It's not too late for struggling airlines to shift to new technology and cut costs, according to Paul Coby, chief information officer of British Airways. Coby, who also is chairman of the board of SITA, told delegates to SITA's Air Transport IT Summit in Brussels to take advantage of the "community model" that allows carriers to use new technologies on a per-transaction basis rather than requiring a large upfront investment.

With skyrocketing fuel costs, the airline industry is facing a crisis unlike any other, Coby said. "After 9/11, we had a big, downward spike in traffic, but it came back," he said. "This is different. There is a fundamental shift in how the industry works."

Surviving the oil crisis "will depend to an enormous extent on IT and on the CIOs who make it work in airlines," he said. "CIOs should be talking to their airlines about how IT can improve customer service and cut costs across the whole airline, rather than simply running old IT systems."

Coby said airlines should spend more on investing in new technology than in running the old. "How much you invest is not the same as how much you spend," he said.

Service-oriented architecture also will have "interesting effects" on the industry, Coby said. It will allow airlines to link their legacy systems, which have been written down and in many cases still work well, to new technologies.

Airlines also should be sure that they are taking advantage of direct distribution to cut costs, Coby said. Online purchasing is becoming the "default" method of buying air travel, he said.

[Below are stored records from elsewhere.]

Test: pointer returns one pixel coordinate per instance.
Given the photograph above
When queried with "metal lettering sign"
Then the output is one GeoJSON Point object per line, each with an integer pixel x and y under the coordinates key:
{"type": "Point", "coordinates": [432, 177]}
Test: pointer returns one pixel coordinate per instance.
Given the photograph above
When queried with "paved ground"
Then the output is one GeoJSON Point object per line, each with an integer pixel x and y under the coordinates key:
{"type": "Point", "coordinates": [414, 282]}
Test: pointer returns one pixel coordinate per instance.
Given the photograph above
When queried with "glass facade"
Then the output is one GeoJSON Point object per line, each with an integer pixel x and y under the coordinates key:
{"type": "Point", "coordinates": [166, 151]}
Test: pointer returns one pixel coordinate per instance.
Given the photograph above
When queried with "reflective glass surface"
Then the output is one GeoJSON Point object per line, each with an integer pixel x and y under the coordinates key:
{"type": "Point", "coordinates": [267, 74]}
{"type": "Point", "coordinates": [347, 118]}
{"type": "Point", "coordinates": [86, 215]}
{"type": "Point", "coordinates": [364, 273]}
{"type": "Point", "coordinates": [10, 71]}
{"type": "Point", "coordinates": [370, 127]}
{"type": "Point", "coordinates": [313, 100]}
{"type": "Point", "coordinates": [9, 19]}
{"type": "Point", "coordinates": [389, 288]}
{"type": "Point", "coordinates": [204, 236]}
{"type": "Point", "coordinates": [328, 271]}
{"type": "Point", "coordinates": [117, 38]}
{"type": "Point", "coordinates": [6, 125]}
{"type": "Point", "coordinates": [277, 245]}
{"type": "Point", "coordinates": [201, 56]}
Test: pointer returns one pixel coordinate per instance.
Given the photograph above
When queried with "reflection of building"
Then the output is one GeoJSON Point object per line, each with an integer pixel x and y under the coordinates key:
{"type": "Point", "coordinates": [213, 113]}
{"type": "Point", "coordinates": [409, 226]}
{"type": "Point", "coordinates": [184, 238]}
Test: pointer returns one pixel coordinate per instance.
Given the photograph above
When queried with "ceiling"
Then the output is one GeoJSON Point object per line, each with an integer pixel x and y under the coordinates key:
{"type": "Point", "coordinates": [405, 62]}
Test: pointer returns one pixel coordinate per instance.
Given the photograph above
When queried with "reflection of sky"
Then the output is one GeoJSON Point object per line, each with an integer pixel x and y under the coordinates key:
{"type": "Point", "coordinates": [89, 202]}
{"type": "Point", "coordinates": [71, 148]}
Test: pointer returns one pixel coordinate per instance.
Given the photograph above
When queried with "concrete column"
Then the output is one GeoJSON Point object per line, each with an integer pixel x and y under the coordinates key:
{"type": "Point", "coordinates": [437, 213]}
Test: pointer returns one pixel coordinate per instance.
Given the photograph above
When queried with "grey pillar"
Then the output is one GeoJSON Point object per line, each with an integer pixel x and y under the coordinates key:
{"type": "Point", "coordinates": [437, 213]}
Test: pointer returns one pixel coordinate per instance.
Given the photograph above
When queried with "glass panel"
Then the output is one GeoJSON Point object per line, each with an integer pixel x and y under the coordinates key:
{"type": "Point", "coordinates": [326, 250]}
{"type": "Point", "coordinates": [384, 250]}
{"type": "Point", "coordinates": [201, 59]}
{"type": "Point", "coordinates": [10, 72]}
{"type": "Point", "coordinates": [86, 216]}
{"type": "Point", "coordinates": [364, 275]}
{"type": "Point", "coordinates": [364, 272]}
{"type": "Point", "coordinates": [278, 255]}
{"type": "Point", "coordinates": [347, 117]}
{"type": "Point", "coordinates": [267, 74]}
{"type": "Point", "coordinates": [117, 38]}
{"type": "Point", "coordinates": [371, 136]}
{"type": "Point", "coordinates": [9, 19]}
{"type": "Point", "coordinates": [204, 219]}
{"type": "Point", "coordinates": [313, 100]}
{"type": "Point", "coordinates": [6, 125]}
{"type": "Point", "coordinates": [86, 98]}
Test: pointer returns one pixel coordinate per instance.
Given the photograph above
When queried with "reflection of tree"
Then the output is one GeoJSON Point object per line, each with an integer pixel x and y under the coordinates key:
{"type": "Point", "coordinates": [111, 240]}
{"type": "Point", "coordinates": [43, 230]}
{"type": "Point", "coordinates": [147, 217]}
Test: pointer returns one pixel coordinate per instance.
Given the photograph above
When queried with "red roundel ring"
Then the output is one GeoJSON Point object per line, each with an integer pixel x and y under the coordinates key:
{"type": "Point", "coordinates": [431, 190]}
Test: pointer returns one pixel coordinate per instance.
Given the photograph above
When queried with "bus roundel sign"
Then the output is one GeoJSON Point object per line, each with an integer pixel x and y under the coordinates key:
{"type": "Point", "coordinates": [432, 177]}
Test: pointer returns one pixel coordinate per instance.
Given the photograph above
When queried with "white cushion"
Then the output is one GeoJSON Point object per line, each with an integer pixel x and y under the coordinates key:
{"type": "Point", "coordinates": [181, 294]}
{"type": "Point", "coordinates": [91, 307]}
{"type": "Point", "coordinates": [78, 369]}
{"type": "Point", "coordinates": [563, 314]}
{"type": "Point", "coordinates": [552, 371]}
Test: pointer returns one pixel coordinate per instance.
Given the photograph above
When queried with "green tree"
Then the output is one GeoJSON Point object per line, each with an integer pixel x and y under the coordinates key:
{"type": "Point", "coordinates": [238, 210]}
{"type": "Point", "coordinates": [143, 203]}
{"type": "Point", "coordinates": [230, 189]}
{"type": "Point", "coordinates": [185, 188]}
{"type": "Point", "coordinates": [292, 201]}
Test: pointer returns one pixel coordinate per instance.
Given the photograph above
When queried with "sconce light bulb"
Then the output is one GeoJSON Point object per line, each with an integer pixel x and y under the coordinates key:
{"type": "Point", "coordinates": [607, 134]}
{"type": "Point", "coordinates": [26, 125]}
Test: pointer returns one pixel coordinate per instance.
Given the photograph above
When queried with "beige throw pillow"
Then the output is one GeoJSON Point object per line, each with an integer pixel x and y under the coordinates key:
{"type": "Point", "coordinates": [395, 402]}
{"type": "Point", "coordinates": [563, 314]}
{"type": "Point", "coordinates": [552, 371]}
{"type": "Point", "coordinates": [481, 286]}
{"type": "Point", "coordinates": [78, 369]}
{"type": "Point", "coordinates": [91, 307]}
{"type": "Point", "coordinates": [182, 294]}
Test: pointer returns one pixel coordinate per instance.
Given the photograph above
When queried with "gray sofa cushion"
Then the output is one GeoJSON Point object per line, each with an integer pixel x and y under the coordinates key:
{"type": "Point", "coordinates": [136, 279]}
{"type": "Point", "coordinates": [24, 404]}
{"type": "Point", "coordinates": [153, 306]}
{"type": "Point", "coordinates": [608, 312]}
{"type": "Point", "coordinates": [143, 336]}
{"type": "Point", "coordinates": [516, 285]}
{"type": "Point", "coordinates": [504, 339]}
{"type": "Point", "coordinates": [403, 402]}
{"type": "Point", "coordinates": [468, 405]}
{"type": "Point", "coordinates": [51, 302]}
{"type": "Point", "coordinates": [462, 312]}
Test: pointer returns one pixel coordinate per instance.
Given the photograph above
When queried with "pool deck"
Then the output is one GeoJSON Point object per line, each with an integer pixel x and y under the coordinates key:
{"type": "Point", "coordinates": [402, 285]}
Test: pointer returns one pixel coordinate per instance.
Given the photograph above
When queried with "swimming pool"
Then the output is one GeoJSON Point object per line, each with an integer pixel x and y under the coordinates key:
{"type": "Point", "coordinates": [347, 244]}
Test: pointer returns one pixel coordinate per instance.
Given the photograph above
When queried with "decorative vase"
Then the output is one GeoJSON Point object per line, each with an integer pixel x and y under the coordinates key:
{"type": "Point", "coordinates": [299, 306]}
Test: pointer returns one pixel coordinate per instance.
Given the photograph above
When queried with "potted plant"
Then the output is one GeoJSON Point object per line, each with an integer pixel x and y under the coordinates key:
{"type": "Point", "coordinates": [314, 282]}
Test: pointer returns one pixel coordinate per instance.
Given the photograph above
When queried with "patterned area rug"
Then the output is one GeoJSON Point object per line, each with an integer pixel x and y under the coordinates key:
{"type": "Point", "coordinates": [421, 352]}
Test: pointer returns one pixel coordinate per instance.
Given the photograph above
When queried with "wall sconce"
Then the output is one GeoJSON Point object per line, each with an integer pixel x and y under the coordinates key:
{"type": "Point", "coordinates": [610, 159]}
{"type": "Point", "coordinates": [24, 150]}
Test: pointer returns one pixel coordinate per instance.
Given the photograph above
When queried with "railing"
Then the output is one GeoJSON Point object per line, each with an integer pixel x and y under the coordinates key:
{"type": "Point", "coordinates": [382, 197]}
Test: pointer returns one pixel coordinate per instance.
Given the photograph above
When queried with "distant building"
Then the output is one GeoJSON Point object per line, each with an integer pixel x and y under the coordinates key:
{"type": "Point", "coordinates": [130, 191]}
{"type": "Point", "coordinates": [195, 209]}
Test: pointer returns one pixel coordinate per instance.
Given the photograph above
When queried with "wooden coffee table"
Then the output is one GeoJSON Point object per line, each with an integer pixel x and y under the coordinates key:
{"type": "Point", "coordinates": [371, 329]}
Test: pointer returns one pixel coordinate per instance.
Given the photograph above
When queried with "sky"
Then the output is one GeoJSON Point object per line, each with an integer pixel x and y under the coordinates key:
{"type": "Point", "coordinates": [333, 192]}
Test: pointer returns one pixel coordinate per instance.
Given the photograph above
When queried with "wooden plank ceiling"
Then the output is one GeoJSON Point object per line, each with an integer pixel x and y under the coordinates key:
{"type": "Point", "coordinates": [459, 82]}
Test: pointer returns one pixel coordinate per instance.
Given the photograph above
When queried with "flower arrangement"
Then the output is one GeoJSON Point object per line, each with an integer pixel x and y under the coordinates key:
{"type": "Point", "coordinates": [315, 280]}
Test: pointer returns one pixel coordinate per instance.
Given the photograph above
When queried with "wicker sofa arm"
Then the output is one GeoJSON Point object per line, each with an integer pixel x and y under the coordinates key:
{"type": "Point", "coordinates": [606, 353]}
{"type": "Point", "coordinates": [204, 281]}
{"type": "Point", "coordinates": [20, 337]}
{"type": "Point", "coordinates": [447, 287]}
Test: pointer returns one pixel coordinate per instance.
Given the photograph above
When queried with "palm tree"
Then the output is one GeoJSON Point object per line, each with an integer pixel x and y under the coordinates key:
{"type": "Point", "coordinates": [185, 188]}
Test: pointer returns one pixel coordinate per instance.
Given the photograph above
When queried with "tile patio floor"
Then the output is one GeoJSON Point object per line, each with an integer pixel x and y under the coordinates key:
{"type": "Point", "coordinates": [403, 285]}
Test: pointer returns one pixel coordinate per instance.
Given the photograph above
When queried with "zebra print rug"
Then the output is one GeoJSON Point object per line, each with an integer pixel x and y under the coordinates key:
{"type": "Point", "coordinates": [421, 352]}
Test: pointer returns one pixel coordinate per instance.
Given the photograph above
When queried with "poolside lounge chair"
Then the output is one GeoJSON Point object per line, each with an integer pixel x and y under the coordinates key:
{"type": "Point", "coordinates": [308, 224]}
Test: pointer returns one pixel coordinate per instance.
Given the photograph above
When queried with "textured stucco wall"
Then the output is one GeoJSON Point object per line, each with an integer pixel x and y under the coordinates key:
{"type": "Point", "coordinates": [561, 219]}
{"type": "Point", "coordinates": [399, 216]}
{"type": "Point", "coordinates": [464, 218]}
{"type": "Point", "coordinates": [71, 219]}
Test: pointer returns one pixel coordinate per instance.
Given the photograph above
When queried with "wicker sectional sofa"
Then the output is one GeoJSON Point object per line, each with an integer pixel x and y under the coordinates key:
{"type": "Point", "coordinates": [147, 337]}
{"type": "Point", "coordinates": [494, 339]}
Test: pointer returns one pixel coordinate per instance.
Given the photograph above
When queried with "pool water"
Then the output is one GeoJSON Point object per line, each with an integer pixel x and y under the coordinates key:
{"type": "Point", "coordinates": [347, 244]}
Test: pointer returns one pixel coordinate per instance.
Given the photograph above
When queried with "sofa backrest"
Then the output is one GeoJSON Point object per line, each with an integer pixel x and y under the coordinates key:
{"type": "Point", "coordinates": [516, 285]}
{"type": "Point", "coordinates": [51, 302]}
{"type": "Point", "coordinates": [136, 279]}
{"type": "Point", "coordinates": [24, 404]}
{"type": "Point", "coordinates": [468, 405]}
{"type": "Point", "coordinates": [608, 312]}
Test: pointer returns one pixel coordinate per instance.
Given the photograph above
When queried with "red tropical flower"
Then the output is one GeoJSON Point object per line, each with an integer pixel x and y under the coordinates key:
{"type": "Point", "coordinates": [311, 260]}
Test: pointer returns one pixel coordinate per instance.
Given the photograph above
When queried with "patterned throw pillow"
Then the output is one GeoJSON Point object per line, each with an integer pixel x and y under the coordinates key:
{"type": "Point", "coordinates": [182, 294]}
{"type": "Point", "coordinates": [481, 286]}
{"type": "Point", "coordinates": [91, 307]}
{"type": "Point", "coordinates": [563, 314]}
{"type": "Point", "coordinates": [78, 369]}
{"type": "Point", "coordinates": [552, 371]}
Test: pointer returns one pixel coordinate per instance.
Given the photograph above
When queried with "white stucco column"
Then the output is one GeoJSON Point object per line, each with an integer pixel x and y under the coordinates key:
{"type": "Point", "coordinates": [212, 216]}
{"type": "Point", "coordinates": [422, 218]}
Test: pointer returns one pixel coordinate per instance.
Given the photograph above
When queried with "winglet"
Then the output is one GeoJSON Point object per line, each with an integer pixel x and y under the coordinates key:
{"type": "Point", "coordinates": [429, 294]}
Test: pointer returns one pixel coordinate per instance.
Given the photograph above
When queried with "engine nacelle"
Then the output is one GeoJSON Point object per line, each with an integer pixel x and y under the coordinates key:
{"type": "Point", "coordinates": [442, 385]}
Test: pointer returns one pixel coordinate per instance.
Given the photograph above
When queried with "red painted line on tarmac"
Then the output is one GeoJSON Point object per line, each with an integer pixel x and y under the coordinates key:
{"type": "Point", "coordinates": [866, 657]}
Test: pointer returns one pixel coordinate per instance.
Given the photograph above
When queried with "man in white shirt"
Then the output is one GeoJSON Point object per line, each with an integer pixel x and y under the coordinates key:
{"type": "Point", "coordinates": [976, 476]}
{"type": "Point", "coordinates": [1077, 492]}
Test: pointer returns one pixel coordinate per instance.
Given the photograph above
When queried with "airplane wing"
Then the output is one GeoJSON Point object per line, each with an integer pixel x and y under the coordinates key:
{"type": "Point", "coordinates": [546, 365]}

Carriers also should be willing to be creative in cutting their costs, Coby said. For example, can an airline forgo the installation of airport self-service kiosks, which cost several thousand dollars, and instead set up a few PCs that cost a few hundred dollars each? Coby said the airline IT of the past "was focused on technology. The IT of the future will focus on processes, proposition and people." The differences between technology projects and business projects will disappear, he said. "It's the technology, stupid. It's central to everything we do."